Volume 462: debated on Wednesday 4 July 2007

1. What discussions he has had with the Secretary of State for Environment, Food and Rural Affairs to resolve the payment of outstanding single farm payments to cross-border farmers. (146371)

I am pleased to say that my right hon. Friend the Secretary of State and my predecessor, to whom I pay tribute, have held regular discussions with ministerial colleagues on matters affecting Wales, including farming. I understand that of the 518 cross-border claims under the 2006 scheme, all but 25 have been processed for full or part payment.

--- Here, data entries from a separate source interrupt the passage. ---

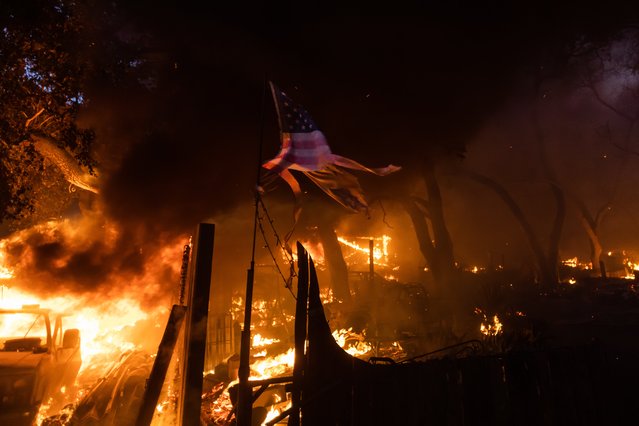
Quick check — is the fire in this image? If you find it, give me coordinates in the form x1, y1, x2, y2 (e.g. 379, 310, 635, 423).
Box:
0, 288, 164, 374
475, 308, 502, 337
561, 256, 592, 270
479, 315, 503, 337
251, 333, 280, 348
250, 348, 295, 380
337, 235, 391, 266
333, 327, 373, 357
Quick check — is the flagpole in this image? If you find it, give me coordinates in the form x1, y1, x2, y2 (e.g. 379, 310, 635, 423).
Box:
235, 75, 267, 426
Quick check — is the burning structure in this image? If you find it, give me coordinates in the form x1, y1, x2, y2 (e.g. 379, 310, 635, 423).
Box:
0, 0, 639, 424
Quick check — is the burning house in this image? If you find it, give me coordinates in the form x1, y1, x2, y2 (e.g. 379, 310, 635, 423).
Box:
5, 0, 639, 426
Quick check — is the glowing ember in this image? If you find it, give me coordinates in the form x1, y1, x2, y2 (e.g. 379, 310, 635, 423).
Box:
333, 327, 373, 357
479, 315, 503, 337
262, 401, 293, 425
561, 256, 592, 270
252, 333, 280, 348
561, 257, 579, 268
250, 348, 295, 380
337, 235, 391, 266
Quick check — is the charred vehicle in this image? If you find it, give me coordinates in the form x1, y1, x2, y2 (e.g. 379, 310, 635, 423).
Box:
0, 305, 82, 425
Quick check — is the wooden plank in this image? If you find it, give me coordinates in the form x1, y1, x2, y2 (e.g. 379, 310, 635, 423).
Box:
180, 223, 215, 426
135, 305, 186, 426
288, 242, 308, 426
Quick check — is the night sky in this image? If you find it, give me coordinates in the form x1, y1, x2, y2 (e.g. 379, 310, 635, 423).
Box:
7, 2, 639, 300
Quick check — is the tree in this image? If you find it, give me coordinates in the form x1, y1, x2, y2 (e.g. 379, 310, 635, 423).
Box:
0, 0, 149, 222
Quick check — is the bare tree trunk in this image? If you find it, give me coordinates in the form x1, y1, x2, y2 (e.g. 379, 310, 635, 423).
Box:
574, 198, 611, 273
422, 159, 456, 295
468, 172, 556, 283
402, 160, 456, 298
531, 76, 566, 286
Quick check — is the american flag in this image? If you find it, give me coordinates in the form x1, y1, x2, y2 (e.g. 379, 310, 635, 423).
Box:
264, 83, 332, 173
263, 82, 400, 216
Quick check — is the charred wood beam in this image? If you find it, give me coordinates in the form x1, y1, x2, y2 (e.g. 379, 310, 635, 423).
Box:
249, 376, 293, 388
288, 241, 308, 426
135, 305, 186, 426
180, 223, 215, 426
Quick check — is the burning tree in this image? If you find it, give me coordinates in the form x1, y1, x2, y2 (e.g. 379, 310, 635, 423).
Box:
0, 0, 152, 228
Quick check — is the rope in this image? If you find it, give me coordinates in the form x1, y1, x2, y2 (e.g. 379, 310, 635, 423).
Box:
257, 202, 297, 300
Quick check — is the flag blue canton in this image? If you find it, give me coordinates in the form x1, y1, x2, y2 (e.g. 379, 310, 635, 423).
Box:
275, 88, 318, 133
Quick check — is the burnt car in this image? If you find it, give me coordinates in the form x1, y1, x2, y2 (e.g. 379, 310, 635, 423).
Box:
0, 305, 82, 425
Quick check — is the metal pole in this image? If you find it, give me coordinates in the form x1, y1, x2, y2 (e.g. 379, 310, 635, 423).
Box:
240, 76, 267, 426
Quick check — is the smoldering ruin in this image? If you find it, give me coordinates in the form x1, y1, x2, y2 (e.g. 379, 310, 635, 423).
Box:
0, 0, 639, 425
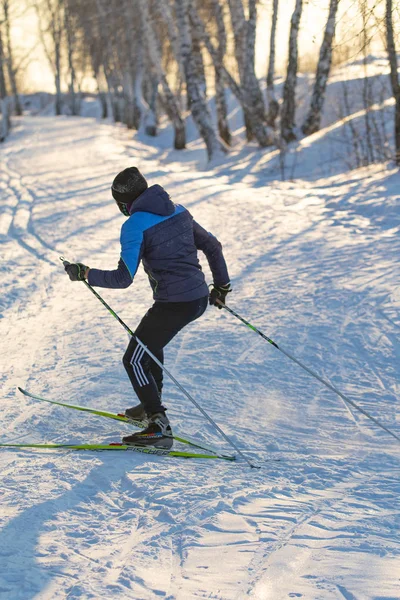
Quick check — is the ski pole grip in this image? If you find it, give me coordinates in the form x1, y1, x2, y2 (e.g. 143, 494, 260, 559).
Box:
59, 256, 71, 267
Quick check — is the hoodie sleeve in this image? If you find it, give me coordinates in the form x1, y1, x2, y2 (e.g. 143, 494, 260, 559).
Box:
88, 219, 143, 289
193, 221, 229, 286
88, 258, 132, 289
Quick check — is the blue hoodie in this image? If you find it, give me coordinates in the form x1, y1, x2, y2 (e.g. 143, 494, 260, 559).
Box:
88, 185, 229, 302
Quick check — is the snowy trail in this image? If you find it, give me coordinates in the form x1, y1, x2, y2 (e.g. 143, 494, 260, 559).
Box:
0, 117, 400, 600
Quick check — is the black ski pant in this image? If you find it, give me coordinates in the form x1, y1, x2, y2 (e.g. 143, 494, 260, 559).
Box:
122, 296, 208, 415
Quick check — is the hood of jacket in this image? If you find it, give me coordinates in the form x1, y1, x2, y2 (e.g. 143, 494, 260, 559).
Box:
130, 184, 175, 217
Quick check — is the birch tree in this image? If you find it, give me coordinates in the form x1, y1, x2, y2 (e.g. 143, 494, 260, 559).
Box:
267, 0, 279, 127
35, 0, 63, 115
228, 0, 273, 141
2, 0, 22, 116
0, 27, 10, 142
281, 0, 303, 142
175, 0, 224, 160
302, 0, 339, 135
139, 0, 186, 150
211, 0, 231, 146
386, 0, 400, 167
190, 4, 274, 147
64, 0, 79, 115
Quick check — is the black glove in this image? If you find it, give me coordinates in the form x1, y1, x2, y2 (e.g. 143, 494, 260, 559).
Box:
209, 283, 232, 309
64, 261, 89, 281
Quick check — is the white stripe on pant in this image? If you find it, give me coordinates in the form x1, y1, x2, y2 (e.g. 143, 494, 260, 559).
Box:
131, 345, 149, 387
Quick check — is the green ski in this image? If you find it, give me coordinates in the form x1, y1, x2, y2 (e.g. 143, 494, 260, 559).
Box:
18, 387, 235, 460
0, 443, 235, 461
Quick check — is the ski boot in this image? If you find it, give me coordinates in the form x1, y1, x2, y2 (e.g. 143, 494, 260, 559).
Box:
125, 404, 147, 421
122, 412, 173, 450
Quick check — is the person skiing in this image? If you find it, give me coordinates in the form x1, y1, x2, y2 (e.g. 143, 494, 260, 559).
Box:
64, 167, 231, 449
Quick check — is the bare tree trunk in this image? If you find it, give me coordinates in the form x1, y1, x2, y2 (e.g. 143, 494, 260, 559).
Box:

May I be the first person on the Conservative Benches to congratulate the Minister on his elevation? In view of the Secretary of State’s multi-tasking, I expect that he will have a heavier load than usual. I am grateful for his answer. Will he please ensure full co-operation between the National Assembly for Wales agriculture department and the Rural Payments Agency for farmers whose farms straddle both sides of the border? My constituent Mrs. Christine Jones of Llanfairwaterdine did not receive her 2005 payment in full until the end of last month.

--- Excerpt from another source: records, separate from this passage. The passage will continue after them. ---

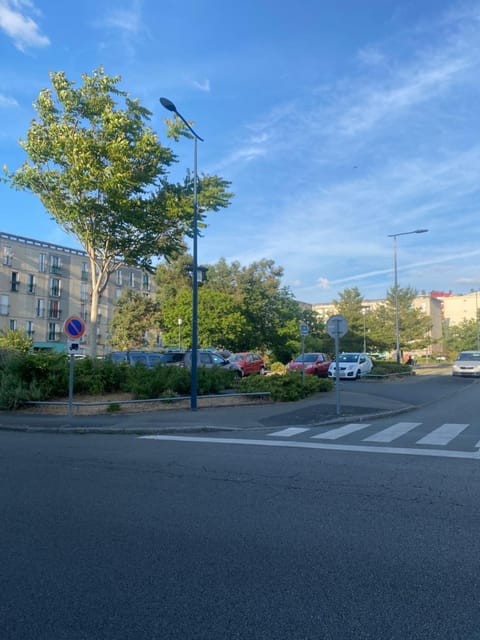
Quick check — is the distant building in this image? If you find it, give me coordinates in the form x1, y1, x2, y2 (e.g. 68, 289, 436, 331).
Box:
0, 232, 153, 354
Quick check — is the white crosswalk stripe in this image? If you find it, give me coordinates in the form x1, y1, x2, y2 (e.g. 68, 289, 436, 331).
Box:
268, 427, 310, 438
364, 422, 422, 442
268, 422, 480, 448
312, 422, 370, 440
417, 422, 468, 445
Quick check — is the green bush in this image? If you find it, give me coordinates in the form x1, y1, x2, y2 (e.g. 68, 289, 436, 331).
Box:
238, 373, 334, 401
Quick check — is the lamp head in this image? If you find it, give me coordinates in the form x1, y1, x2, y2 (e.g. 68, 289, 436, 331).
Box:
160, 98, 177, 113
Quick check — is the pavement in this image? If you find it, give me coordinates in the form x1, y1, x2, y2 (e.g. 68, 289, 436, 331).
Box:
0, 383, 415, 434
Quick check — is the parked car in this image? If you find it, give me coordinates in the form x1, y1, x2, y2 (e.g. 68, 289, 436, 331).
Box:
109, 351, 185, 369
328, 352, 373, 380
287, 353, 332, 378
452, 351, 480, 377
228, 352, 266, 376
182, 349, 243, 377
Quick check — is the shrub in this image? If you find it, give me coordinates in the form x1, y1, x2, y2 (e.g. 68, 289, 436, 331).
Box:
239, 375, 334, 401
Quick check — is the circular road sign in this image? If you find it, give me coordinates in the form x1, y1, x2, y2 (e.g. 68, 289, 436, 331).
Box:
63, 316, 85, 340
300, 323, 308, 336
327, 315, 348, 338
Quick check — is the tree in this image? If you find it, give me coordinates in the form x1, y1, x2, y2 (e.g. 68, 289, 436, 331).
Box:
444, 320, 479, 353
0, 329, 33, 353
110, 289, 160, 351
369, 287, 432, 351
4, 67, 232, 355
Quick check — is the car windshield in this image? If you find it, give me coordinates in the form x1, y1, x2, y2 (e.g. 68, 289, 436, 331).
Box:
295, 353, 318, 363
457, 351, 480, 362
338, 353, 359, 362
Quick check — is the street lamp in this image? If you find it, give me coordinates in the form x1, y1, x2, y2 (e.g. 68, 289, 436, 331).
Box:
387, 229, 428, 364
177, 318, 182, 351
160, 98, 203, 411
362, 307, 367, 353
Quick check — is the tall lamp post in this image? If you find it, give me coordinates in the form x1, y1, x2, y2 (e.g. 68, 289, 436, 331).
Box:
160, 98, 203, 411
388, 229, 428, 364
362, 307, 367, 353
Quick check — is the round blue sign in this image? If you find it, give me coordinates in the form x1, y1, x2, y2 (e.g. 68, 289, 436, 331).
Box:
63, 316, 85, 340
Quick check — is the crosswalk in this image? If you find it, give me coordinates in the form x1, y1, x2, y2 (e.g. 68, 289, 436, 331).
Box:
267, 422, 480, 449
141, 422, 480, 460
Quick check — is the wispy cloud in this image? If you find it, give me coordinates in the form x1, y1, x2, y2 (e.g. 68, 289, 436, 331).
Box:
0, 94, 18, 107
193, 79, 210, 93
0, 0, 50, 52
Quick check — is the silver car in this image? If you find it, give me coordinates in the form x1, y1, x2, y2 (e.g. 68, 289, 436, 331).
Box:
452, 351, 480, 377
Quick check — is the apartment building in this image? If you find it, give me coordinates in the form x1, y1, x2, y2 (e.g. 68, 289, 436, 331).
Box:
0, 232, 153, 355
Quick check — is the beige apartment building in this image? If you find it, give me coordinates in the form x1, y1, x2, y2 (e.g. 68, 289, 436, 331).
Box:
0, 232, 153, 355
311, 294, 446, 355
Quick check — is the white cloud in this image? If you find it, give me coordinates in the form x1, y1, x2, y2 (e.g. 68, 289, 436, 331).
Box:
0, 0, 50, 51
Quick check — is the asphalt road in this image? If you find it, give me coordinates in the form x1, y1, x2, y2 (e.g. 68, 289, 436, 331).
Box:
0, 416, 480, 640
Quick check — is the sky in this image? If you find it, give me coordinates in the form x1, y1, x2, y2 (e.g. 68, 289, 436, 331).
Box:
0, 0, 480, 304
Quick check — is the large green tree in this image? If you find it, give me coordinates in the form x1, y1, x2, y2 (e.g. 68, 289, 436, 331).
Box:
110, 289, 160, 351
369, 287, 432, 351
5, 67, 232, 355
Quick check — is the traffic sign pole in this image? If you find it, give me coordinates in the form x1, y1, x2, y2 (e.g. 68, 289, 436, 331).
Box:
327, 315, 348, 416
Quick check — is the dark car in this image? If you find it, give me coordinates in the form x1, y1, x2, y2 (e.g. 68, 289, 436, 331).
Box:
183, 349, 242, 376
287, 353, 332, 378
228, 352, 266, 376
109, 351, 185, 369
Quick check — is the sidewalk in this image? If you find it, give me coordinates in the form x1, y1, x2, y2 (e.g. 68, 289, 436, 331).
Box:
0, 390, 413, 434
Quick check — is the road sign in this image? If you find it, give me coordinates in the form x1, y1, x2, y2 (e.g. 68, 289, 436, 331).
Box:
300, 324, 308, 336
63, 316, 85, 340
327, 315, 348, 338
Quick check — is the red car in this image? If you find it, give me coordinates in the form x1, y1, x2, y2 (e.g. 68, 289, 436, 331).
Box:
228, 352, 266, 376
287, 353, 332, 378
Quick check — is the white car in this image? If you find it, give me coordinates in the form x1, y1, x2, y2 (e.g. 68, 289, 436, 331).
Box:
452, 351, 480, 377
328, 353, 373, 380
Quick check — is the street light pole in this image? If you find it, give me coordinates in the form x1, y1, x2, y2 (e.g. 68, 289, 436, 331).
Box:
362, 307, 367, 353
160, 98, 203, 411
388, 229, 428, 364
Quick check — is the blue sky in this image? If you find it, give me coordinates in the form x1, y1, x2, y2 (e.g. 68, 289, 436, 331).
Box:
0, 0, 480, 303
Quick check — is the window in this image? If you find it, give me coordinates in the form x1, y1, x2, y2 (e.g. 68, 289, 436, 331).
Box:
0, 296, 8, 316
25, 320, 35, 338
27, 273, 35, 293
48, 322, 60, 340
50, 278, 60, 298
10, 271, 20, 291
50, 256, 62, 273
37, 298, 45, 318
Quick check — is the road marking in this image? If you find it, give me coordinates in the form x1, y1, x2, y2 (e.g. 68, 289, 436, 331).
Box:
138, 436, 480, 460
363, 422, 422, 442
268, 427, 310, 438
312, 422, 370, 440
417, 422, 468, 445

I thank the hon. Gentleman for those kind words of introduction to the Dispatch Box and I am sure that I will greatly enjoy the role. My right hon. Friend the Secretary of State did outstandingly well when he was Secretary of State for Northern Ireland and I have no doubt that he will be equally good in command of the Department for Work and Pensions. On the substance of the question, I can assure the hon. Gentleman that there will be close co-ordination between the Department for Environment, Food and Rural Affairs, the Rural Payments Agency and the Welsh Assembly Government. Just to bring the House up to date and to be clear, in Wales, for 2006, 315 of the 323 farmers on the Welsh side of the border have been full or part paid, and, in England, 178 out of 195 have been full or part paid. We will make sure that we work closely together to ensure that everybody receives their payment.

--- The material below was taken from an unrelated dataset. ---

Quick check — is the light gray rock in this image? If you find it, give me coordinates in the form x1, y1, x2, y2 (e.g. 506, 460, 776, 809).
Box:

May I say, llongyfarchiadau i’r gweinidog newydd? The real scandal of the single payment is that it costs the average family in Wales £450 a year in farm tax. Is not the problem that the single payment is almost a payment for life for farmers, even if they stop farming altogether? One farmer in Wales recently left farming and sold his single payment allocation to a speculator. Should we not stop that scandal and make sure that the single payments, which are rip-offs for the taxpayer, are phased out?

I thank my hon. Friend for his kind words of llongyfarchiadau, which for the purpose of the translators is “congratulations” in Welsh. Diolch yn fawr iawn—thank you. I can confirm that the complete amount paid for the single farm payments is, for 2006 alone, more than £219 million. We are on track and on target with that. Although I cannot wholly disagree with his comments, I assure him that we will work to make sure that the farming community and the wider rural economy in Wales is protected for the future and safeguarded.